The enormous economic challenges will hamper the prime minister’s reform and social welfare agenda and further fuel disgruntlement. Hafeez Sheikh, the new finance minister, has his work cut out as he attempts to turn around the economy when all indicators are showing a negative trend in the foreseeable future.

Meanwhile, backstage manoeuvring and wheeling-dealing have started. In the first stage, Punjab is the focus of such intrigue. The chief minister Usman Buzdar is struggling to counter a barrage of criticism about his competence and ability. Calls for his ouster are gaining more and more resonance. Punjab Governor Chaudhry Muhammad Sarwar is also finding himself on slippery ground. It remains to be seen who comes out unscathed from the current political tumult that is brewing in Punjab. Powerful lobbies and power brokers inside and outside of politics are at play. PM Khan will have to take decisions about Punjab soon. The status quo is untenable; some changes are inevitable. Lingering the tough decision would cause further complications.

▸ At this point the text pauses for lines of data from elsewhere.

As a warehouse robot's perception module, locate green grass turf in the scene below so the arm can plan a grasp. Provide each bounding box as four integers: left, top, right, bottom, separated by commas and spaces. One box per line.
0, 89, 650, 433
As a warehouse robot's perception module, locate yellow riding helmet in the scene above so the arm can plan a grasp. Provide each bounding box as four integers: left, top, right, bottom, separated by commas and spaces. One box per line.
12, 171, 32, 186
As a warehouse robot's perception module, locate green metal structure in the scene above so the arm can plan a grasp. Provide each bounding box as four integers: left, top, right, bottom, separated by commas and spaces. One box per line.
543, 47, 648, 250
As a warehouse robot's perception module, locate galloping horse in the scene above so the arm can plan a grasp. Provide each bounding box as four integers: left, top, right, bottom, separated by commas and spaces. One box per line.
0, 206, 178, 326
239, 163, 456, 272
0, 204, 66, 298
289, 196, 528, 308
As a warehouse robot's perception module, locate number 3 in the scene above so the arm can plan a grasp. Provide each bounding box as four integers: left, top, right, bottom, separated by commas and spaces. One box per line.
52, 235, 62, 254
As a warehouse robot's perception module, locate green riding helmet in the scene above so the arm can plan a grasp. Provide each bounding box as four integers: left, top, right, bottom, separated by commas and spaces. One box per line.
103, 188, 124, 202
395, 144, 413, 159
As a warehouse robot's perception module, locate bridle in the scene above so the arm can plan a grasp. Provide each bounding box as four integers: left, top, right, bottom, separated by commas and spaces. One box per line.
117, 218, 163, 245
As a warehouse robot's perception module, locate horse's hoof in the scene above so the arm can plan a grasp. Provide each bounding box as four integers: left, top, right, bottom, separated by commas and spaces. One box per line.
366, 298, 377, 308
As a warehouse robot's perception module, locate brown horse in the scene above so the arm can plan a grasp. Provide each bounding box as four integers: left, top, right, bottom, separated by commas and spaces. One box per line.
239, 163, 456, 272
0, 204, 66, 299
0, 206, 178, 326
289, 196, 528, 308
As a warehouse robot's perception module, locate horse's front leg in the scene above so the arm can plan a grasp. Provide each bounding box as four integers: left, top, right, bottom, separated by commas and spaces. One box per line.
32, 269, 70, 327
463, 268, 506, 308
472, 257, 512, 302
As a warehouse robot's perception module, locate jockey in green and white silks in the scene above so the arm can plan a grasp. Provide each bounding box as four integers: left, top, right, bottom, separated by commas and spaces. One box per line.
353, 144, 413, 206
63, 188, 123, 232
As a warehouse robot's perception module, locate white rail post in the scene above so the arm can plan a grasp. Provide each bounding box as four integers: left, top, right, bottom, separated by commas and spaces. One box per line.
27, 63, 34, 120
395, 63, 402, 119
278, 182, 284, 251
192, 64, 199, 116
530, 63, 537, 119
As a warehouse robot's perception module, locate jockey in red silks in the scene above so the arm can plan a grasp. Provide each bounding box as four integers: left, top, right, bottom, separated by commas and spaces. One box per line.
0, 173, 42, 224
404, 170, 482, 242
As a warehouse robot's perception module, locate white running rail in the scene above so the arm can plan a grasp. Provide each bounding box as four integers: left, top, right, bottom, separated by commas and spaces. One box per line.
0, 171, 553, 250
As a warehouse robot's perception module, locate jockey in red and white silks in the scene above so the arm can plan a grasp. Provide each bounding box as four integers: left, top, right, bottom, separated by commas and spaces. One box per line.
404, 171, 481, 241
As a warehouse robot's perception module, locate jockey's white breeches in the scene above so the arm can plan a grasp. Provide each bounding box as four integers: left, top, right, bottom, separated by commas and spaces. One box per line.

The opposition is gearing up for street agitation by June; political temperature is bound to rise in the summer. However, the opposition – barring a few religious figures – lacks the wherewithal to mount a sustained campaign of street protests. The new interior minister Brigadier Ijaz Shah (r) has already cracked the whip and hinted at dealing with the opposition with brute force.

Amid all this political uncertainty and instability, the peculiar speculation about the need for a presidential system of government has found further currency. The powerful security establishment is not averse to the idea – several top officials have been found praising the presidential system in private and semi-official settings. Supporters of Prime Minister Khan also see their salvation in the presidential order where he is free from the push and pull of allied political parties and incompetence of his party members.

The parliament has been reduced to a shouting arena. It echoes with inane and obscene potshots at political opponents and remains unable to carry out necessary legislation. There is a need to develop a political consensus. For now, neither of the sides is willing to sit together and initiate a political dialogue.

Prime Minister Khan feels such dialogue is unnecessary. It is tantamount to giving legitimacy to those he has branded and condemned as corrupt. His public posturing is increasingly aggressive and confrontational. He wants to crush the opposition entirely and totally. Also, he is frustrated with his team. No wonder he sounds angry.

The government’s detractors view the rising set of challenges and the continuous fumbling and faltering of the government as a gradual and slow retreat into a political dead end. It does not bode well for the democratic setup — a political logjam risks bringing the whole house down.